AMDGPU: Force s_waitcnt after GWS instructions
ClosedPublic

Authored by arsenm on Jul 10 2019, 9:35 AM.

Details

Summary

This is apparently required to be the immediately following
instruction, so force it into a bundle with a waitcnt.

Diff Detail

Event Timeline

arsenm created this revision.Jul 10 2019, 9:35 AM

Is there any documentation describing it? Also this may be a better job for wait count insertion pass or hazard recognizer, depending on the nature of the issue.

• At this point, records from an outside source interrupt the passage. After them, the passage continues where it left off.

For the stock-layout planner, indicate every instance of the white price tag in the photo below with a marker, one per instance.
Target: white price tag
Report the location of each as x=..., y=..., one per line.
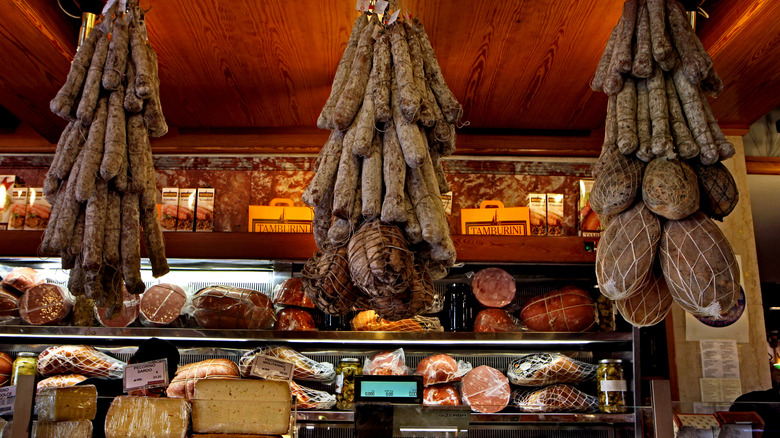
x=7, y=399
x=144, y=375
x=271, y=368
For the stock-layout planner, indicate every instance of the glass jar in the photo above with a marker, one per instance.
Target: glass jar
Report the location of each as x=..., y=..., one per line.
x=25, y=364
x=346, y=370
x=612, y=386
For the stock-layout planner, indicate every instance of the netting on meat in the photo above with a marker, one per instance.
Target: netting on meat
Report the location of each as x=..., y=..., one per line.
x=304, y=367
x=541, y=369
x=627, y=251
x=555, y=398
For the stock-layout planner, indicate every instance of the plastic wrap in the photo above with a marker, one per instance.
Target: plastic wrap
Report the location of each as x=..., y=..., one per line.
x=442, y=368
x=386, y=363
x=67, y=404
x=78, y=359
x=485, y=389
x=441, y=395
x=60, y=381
x=539, y=369
x=304, y=368
x=368, y=320
x=183, y=383
x=225, y=307
x=143, y=417
x=61, y=429
x=555, y=398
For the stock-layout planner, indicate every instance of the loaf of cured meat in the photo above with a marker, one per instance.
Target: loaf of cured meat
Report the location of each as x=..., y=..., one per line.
x=291, y=294
x=493, y=287
x=294, y=319
x=539, y=369
x=441, y=395
x=183, y=383
x=495, y=320
x=60, y=381
x=304, y=368
x=44, y=304
x=161, y=304
x=554, y=398
x=569, y=309
x=441, y=368
x=22, y=279
x=78, y=359
x=485, y=389
x=225, y=307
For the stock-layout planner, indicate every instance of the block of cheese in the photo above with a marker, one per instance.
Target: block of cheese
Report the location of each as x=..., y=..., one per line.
x=59, y=429
x=245, y=406
x=146, y=417
x=67, y=403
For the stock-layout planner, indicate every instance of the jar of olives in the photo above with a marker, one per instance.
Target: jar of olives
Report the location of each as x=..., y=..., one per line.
x=347, y=369
x=611, y=386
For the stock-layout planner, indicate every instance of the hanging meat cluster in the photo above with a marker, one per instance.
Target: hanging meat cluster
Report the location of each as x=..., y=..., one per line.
x=379, y=221
x=101, y=182
x=659, y=182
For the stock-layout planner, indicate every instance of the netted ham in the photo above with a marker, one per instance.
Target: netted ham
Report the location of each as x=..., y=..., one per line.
x=699, y=266
x=541, y=369
x=626, y=252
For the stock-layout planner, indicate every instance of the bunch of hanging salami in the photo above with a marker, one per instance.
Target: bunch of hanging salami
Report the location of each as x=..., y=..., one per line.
x=379, y=221
x=101, y=182
x=659, y=183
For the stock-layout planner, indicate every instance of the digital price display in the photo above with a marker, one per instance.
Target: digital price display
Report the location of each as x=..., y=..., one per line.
x=391, y=389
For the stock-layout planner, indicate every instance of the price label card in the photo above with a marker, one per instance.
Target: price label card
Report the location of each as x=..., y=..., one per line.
x=145, y=375
x=271, y=368
x=7, y=399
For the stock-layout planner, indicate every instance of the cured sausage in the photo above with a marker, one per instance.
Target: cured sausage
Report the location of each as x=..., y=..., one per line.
x=486, y=390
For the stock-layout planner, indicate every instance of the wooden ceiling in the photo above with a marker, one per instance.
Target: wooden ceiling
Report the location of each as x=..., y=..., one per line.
x=521, y=68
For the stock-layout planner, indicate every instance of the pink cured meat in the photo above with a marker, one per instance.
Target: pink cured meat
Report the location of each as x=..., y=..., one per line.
x=486, y=390
x=161, y=304
x=44, y=304
x=126, y=316
x=493, y=287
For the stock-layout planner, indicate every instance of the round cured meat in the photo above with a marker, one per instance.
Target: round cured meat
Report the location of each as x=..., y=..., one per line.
x=44, y=304
x=161, y=304
x=293, y=319
x=569, y=309
x=486, y=390
x=441, y=395
x=292, y=294
x=493, y=287
x=224, y=307
x=438, y=368
x=126, y=316
x=6, y=363
x=495, y=320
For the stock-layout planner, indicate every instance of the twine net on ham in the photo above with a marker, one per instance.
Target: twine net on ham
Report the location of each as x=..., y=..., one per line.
x=540, y=369
x=554, y=398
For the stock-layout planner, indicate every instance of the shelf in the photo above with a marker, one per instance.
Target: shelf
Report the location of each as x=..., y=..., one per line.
x=299, y=247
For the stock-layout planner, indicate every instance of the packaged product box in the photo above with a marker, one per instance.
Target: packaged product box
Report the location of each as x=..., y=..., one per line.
x=38, y=210
x=554, y=214
x=204, y=210
x=588, y=221
x=6, y=186
x=18, y=209
x=186, y=210
x=537, y=205
x=492, y=218
x=169, y=209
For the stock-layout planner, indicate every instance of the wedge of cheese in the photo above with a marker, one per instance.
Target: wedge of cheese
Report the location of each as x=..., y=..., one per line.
x=147, y=417
x=59, y=429
x=67, y=404
x=241, y=407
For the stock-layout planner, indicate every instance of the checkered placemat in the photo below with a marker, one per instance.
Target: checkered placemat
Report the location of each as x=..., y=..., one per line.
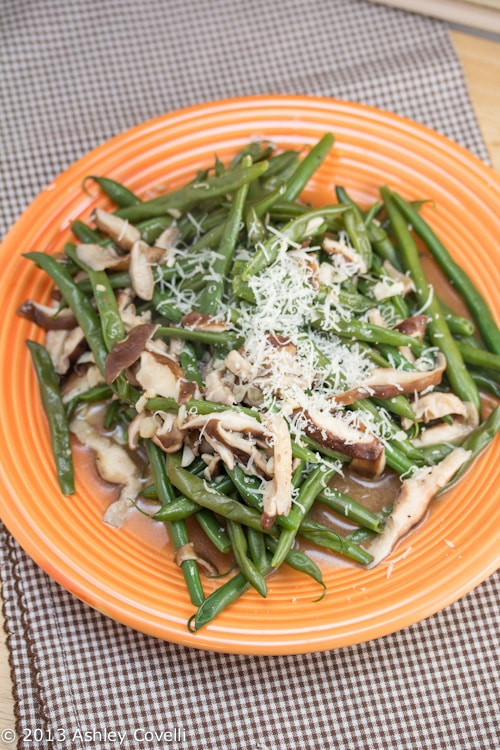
x=74, y=74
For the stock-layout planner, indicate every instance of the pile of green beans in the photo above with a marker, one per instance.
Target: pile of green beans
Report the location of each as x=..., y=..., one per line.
x=227, y=219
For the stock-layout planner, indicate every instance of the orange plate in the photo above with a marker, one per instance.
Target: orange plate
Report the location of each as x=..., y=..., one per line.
x=135, y=582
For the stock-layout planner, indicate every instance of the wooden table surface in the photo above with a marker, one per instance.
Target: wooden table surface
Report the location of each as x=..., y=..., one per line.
x=481, y=62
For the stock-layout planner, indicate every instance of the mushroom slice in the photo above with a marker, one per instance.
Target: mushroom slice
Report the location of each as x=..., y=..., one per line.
x=113, y=465
x=202, y=322
x=169, y=436
x=235, y=436
x=432, y=406
x=167, y=242
x=333, y=247
x=140, y=270
x=413, y=500
x=46, y=317
x=126, y=352
x=238, y=365
x=65, y=347
x=159, y=375
x=406, y=281
x=334, y=433
x=413, y=326
x=217, y=389
x=277, y=497
x=188, y=552
x=386, y=382
x=120, y=231
x=99, y=258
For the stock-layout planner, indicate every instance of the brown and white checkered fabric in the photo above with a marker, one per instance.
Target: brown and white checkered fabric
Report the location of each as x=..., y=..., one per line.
x=74, y=73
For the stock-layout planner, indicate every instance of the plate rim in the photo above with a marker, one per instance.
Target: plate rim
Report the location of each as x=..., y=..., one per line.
x=267, y=101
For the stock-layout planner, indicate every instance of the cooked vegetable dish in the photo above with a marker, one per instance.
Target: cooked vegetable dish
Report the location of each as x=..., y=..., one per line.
x=229, y=352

Is there any documentation describing it? Also this may be a better job for wait count insertion pass or hazard recognizer, depending on the nature of the issue.

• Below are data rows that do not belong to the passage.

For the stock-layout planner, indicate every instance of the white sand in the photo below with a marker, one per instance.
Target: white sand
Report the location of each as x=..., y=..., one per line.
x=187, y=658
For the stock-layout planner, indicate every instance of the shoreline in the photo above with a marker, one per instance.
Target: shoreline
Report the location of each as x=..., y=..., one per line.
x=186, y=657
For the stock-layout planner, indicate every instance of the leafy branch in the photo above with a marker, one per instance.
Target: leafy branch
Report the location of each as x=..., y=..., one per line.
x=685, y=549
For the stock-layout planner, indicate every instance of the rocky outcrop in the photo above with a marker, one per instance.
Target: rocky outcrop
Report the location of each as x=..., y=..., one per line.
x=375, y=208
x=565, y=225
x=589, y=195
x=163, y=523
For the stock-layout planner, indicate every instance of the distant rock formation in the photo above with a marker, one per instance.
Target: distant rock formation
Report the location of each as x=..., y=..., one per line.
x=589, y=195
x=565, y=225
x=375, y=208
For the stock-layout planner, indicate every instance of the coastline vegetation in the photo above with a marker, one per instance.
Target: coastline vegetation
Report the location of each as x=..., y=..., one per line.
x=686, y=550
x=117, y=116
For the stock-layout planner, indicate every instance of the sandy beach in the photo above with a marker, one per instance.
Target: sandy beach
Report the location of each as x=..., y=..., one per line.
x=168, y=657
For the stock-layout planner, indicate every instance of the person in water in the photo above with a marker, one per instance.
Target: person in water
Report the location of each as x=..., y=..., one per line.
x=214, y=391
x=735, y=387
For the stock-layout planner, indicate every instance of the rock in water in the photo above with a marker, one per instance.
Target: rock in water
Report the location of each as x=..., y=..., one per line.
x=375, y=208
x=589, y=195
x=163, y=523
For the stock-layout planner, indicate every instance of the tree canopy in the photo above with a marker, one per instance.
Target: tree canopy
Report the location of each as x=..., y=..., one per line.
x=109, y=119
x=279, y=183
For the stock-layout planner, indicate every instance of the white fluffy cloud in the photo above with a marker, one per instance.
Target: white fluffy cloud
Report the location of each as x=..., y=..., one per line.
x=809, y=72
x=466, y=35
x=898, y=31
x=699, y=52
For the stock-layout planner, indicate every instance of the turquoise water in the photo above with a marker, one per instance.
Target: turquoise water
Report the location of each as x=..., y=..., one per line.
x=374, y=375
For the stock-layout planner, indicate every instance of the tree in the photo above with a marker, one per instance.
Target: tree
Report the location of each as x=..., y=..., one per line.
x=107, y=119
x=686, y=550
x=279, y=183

The documentation for these is really not great. It needs to be the literal next instruction, since it will jump back 8 bytes and retry in some situations. I'm not sure why it needs to be a full wait. I didn't want to rely on some other pass later to insert it, since it must be there. Having the waitcnt already exist also avoids teaching the waitcnt pass about this special case, and instead the general pre-existing waitcnt handling will take care of it.

This revision is now accepted and ready to land.Jul 10 2019, 4:45 PM
arsenm closed this revision.Jul 19 2019, 12:47 PM

r366607

My understanding is that this is mostly related to CWSR. The trap handler has to be able to "replay" the GWS instruction.